Question

The range of the function \(f(x) = \log_5(25 - x^2)\) is

• A. \([0,5]\)
• B. \([0,2)\)
• C. \((0,2)\)
• D. None of these

Hint:

Always find the range of the inner function first, then apply the logarithm. Log functions convert \((0,a]\) into \((-\infty, \log a]\).

Answer 1

The Correct Option is D

To determine the range of the function \(f(x) = \log_5(25 - x^2)\), we must ensure that the expression inside the logarithm is positive, because the logarithm of a non-positive number is undefined in real numbers. 

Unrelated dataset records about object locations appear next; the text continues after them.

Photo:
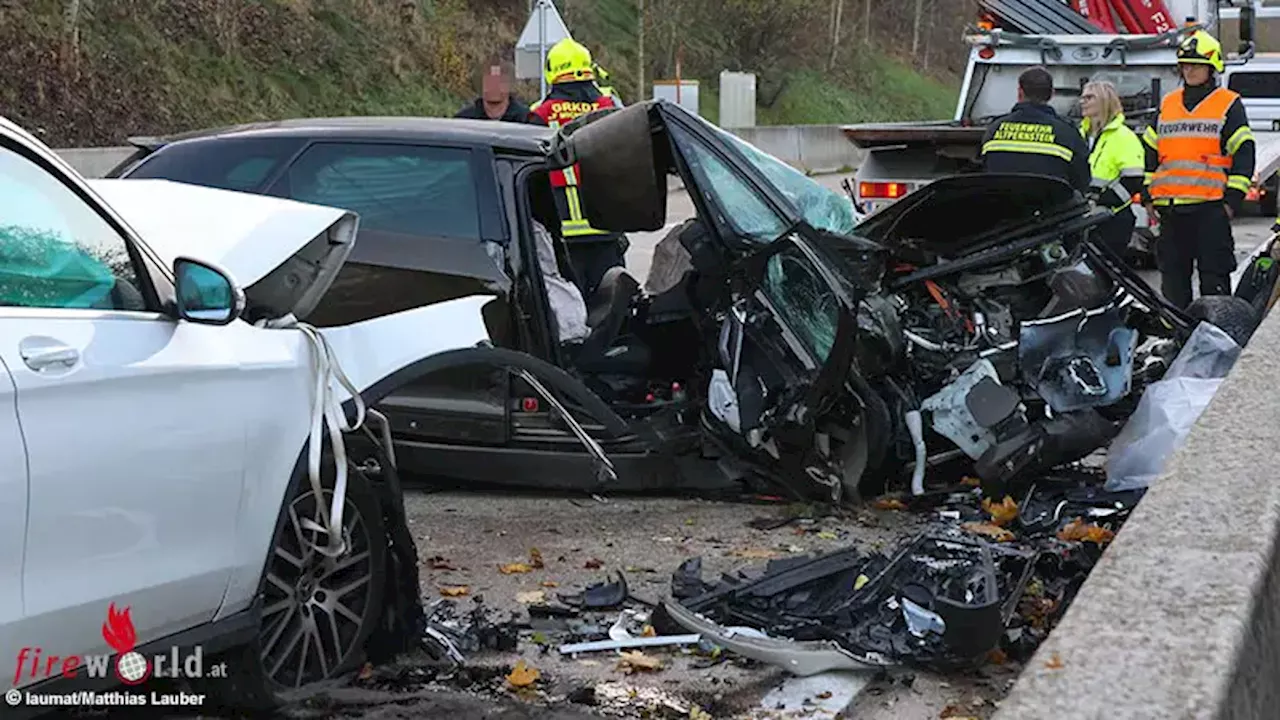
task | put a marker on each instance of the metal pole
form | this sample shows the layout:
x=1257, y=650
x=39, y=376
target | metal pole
x=542, y=46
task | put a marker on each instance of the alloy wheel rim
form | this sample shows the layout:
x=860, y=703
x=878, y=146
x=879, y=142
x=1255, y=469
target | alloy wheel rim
x=314, y=607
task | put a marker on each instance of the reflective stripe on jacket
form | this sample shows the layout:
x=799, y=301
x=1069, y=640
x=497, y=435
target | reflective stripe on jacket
x=1189, y=144
x=1033, y=139
x=1116, y=162
x=556, y=112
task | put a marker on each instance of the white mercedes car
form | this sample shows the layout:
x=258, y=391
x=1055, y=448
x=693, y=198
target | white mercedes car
x=161, y=415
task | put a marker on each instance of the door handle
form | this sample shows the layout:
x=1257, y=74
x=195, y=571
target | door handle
x=40, y=354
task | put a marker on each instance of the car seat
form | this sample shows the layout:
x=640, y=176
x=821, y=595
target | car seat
x=609, y=350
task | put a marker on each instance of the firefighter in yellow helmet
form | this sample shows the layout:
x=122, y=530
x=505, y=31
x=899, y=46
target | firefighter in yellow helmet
x=572, y=92
x=1200, y=160
x=602, y=81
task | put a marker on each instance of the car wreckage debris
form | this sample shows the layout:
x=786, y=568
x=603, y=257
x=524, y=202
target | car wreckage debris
x=945, y=600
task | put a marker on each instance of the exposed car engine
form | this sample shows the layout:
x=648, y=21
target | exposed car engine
x=1011, y=368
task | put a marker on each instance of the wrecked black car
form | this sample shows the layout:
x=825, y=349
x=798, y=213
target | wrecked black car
x=781, y=340
x=976, y=319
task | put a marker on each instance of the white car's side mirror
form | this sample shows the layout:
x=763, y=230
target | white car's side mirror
x=206, y=294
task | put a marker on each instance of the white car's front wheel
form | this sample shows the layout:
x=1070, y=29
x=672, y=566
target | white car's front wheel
x=318, y=611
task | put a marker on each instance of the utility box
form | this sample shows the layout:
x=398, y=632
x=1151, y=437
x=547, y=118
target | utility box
x=544, y=28
x=737, y=100
x=684, y=95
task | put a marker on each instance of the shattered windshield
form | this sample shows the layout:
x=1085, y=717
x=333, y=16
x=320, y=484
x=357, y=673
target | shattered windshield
x=822, y=208
x=805, y=302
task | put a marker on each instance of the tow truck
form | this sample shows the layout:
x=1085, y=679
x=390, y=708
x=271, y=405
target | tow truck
x=1009, y=39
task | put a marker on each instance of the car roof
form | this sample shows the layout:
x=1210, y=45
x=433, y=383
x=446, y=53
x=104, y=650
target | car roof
x=517, y=137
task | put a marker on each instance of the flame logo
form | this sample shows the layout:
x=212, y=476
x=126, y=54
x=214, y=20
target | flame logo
x=118, y=630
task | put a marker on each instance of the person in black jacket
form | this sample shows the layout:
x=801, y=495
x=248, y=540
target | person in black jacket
x=1033, y=139
x=496, y=101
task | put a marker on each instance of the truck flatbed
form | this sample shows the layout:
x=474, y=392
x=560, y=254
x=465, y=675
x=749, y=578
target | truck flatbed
x=887, y=135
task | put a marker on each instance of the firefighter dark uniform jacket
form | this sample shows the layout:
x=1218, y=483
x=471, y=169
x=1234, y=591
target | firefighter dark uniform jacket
x=1033, y=139
x=1202, y=149
x=1116, y=162
x=563, y=103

1. First, consider the domain of the function: \(25 - x^2 > 0\)
2. This simplifies to: \(x^2 < 25\)
3. The inequality \(x^2 < 25\) implies: \(-5 < x < 5\)
4. Thus, the function is defined for \(x \in (-5, 5)\).
5. For the range, consider the function again: \(f(x) = \log_5(25 - x^2)\)
6. As \(x\) approaches the bounds of the domain (\(x \to -5\) or \(x \to 5\)), the expression inside the logarithm approaches 0. Thus, \(f(x)\) tends to \(-\infty\).
7. When \(x = 0\), we have: \(f(0) = \log_5(25) = 2\)
8. Therefore, by considering \(25 - x^2\) approaching from values greater than 0 to 25 (excluding 25), the range of \(f(x)\) is: \((-\infty, 2)\)

Thus, the correct answer is None of these, as <(-∞, 2)> is not provided in the options.